If I am interpreting correctly (the behavioral portion) -
You have 2 groups: PD and Controls
Controls had 1 session
PD had 2 sessions: on and off meds
Within a session there was behavioral testing

Please correct me if I misunderstood

In this case, to account for the two different sessions and address the potential ambiguity between the 2 sessions it seems reasonable to split. They will be in the same phenotype folder with the filename clearly differentiating these two sessions. You’ll be using the same subject identifiers across the two files. This would also help remedy the sparse matrix concern (still sparse but not as much as if they were pooled together). Controls will also have their own file. The human readability of this data is derived in the sidecar json. Downstream scripts can extract and collect the pertinent data for modeling.

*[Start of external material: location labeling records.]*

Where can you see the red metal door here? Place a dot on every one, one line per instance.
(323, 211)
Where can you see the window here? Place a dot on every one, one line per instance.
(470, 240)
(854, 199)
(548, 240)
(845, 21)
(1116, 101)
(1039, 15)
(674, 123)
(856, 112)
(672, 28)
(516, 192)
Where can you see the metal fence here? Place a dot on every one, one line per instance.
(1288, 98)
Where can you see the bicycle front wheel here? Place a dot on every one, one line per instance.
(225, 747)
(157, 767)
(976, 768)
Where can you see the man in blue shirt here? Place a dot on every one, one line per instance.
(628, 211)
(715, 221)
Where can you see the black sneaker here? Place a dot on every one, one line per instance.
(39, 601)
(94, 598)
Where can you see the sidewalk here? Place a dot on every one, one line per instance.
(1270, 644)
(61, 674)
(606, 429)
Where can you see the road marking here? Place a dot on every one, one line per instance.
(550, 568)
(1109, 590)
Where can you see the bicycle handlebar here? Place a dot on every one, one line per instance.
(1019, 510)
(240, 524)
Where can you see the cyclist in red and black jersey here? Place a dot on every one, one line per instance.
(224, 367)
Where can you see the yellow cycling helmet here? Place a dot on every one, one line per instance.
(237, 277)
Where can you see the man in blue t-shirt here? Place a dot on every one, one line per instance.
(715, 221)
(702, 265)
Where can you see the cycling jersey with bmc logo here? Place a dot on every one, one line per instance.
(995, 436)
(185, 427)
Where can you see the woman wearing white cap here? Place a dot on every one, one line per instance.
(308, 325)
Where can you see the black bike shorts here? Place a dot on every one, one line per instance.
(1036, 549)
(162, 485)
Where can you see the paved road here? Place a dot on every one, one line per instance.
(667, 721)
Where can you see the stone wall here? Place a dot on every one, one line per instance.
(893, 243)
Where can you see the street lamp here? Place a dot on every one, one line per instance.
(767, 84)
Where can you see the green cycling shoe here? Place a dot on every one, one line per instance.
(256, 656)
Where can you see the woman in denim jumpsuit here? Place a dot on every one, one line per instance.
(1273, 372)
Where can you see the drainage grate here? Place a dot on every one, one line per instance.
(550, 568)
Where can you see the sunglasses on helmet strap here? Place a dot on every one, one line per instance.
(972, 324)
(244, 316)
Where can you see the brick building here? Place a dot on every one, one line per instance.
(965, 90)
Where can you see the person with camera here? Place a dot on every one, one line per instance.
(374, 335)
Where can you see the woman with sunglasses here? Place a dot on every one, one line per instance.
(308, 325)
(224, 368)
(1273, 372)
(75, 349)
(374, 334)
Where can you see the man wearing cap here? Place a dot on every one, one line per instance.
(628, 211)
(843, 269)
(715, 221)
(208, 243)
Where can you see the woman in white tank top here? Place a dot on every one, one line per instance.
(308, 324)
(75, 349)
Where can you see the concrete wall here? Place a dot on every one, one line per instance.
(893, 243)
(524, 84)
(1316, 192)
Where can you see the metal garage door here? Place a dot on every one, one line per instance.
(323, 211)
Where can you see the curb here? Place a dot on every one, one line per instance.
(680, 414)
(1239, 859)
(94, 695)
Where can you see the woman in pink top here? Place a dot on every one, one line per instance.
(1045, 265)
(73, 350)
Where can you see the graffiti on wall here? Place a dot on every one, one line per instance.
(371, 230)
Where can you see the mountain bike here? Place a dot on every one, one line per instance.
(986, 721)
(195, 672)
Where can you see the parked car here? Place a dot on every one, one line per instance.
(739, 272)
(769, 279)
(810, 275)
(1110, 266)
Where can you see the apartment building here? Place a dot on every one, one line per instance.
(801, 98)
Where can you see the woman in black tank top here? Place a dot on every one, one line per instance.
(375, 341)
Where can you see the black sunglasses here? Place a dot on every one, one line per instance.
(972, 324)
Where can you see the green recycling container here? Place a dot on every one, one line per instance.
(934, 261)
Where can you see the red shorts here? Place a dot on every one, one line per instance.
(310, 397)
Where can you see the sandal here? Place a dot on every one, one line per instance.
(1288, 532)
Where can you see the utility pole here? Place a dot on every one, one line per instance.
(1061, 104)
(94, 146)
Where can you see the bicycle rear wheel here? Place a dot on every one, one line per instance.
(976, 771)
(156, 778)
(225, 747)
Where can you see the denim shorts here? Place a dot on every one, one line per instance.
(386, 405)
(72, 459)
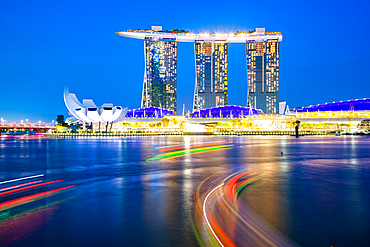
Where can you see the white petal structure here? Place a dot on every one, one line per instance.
(88, 112)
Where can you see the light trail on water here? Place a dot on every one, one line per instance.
(226, 219)
(20, 185)
(179, 145)
(19, 179)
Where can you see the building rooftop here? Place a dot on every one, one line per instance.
(185, 36)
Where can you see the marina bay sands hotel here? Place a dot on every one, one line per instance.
(160, 78)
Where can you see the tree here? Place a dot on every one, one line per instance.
(60, 119)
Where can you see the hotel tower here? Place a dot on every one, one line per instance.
(159, 87)
(160, 79)
(211, 75)
(263, 74)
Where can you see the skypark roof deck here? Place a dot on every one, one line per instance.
(185, 36)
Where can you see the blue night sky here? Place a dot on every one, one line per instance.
(47, 45)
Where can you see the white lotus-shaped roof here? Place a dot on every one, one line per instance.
(88, 112)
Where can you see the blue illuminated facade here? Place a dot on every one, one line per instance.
(349, 105)
(226, 112)
(149, 112)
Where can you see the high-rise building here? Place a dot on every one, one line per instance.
(160, 78)
(263, 75)
(211, 74)
(159, 89)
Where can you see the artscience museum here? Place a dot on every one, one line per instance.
(89, 113)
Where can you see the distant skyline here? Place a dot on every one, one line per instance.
(46, 46)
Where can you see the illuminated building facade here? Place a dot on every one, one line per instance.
(160, 78)
(263, 75)
(159, 88)
(211, 74)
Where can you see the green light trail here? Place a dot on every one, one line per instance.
(182, 152)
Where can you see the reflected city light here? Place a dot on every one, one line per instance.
(222, 219)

This may come down to preference and style for representing your dataset. Perhaps others in our community have addressed this coding previously

alexrockhill · May 13, 2020, 12:09am

Ok, great, I think we’re on the same page. My concern is that I don’t see how phenotype can be linked specifically to sessions from the documentation here: https://bids-specification.readthedocs.io/en/latest/03-modality-agnostic-files.html#phenotypic-and-assessment-data. You could include ‘ses-{on|off|hc}’ in the name but my concern is that this is unstructured/not in the specification so it seems to me likely to cause ambiguity. What I like about the way it is structured now is that the data only relevant to the session of interest is in that particular session directory. In my interpretation, that is a general principle of BIDS: data/metadata ideally goes in the most upstream directory in which it applies to everything downstream. For example, it wouldn’t make sense to me to have a bids_root/task-rest_ses-on-beh.json file because it doesn’t apply to other sessions which are downstream of the root directory, in that case it would be better to have a sidecar for each behavior file in the session folder it applies to even if it’s a bit redundant for clarity. Maybe that’s not essential, but I think it’s better to err on the side of putting metadata in the same directory/paired behavior structure as the data rather than putting everything upstream and relying on someone to sort out which downstream structures it applies to.

franklin · May 13, 2020, 12:38am

Good to hear we’re on the same page! I understand and that works - sounds good!